Als Stifter gilt der Verein; er kann sich das Recht auf Änderung der Stiftungserklärung, auf Errichtung einer Stiftungszusatzurkunde, auf Widerruf der Privatstiftung und sonstige Gestaltungsrechte nicht vorbehalten.

2.

Die Privatstiftung ist auf unbestimmte Zeit zu errichten. § 35 Abs. 2 Z 3 PSG ist nicht anzuwenden.

3.

Die Privatstiftung hat mehr als die Hälfte ihres Gesamtvermögens, gemessen an der jeweils letztgeprüften Stiftungsbilanz, in Unternehmen zu veranlagen, die derselben Gruppe (§ 195 Abs. 1 Z 3 lit. a) angehören, wie die Aktiengesellschaft, in die der umgewandelte Verein den Versicherungsbetrieb gemäß § 62 eingebracht hat. Als Veranlagung im Sinne dieses Absatzes gelten ausschließlich Anteile am Grundkapital sowie nachrangige Verbindlichkeiten gemäß § 170 Abs. 1 Z 2, die für die Bedeckung der Solvenzkapitalanforderung der Gruppe anrechenbar sind. Zudem haben die Unternehmen der Gruppe zusammen mehr als 50 vH der stimmberechtigten Aktien der Aktiengesellschaft, in die der umgewandelte Verein den Versicherungsbetrieb gemäß § 62 eingebracht hatte, zu halten.
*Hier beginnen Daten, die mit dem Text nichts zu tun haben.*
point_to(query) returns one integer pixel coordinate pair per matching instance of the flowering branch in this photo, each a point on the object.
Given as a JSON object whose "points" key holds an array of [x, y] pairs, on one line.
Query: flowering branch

Ist die Privatstiftung an einem Tochterunternehmen der Gruppe beteiligt, so können in die Berechnung des Gesamtvermögens zusätzlich sämtliche Vermögenswerte des Tochterunternehmens anteilig zum Beteiligungsausmaß der Privatstiftung an dem Tochterunternehmen einbezogen werden; der Anteil der Privatstiftung an dem Tochterunternehmen ist diesfalls auszuscheiden. Der Abschlussprüfer hat im Zuge der Prüfung des Jahresabschlusses die Einhaltung dieser Bestimmung zu prüfen und darüber zu berichten. Der Stiftungsvorstand hat im Interesse der Begünstigten die dauernde Erfüllung dieser Bestimmung zu gewährleisten.

4.

Jede Verletzung der Bestimmungen der Z 3 ist unverzüglich der FMA anzuzeigen. Die FMA hat

a)

der Privatstiftung aufzutragen, den gesetzmäßigen Zustand binnen angemessener Frist herzustellen;

b)

im Wiederholungs- oder Fortsetzungsfall die Privatstiftung aufzulösen. Der Stiftungsvorstand hat nach der Auflösung durch die FMA die Abwicklung nach Maßgabe von § 58 vorzunehmen, wobei an die Stelle des Vereins die Privatstiftung und an die Stelle der Mitglieder die Begünstigten treten, und einen Abwicklungsplan zu beschließen. Der Abwicklungsplan bedarf der Genehmigung durch die FMA. Die Genehmigung ist zu versagen, wenn die Interessen der Begünstigten nicht ausreichend gewahrt sind.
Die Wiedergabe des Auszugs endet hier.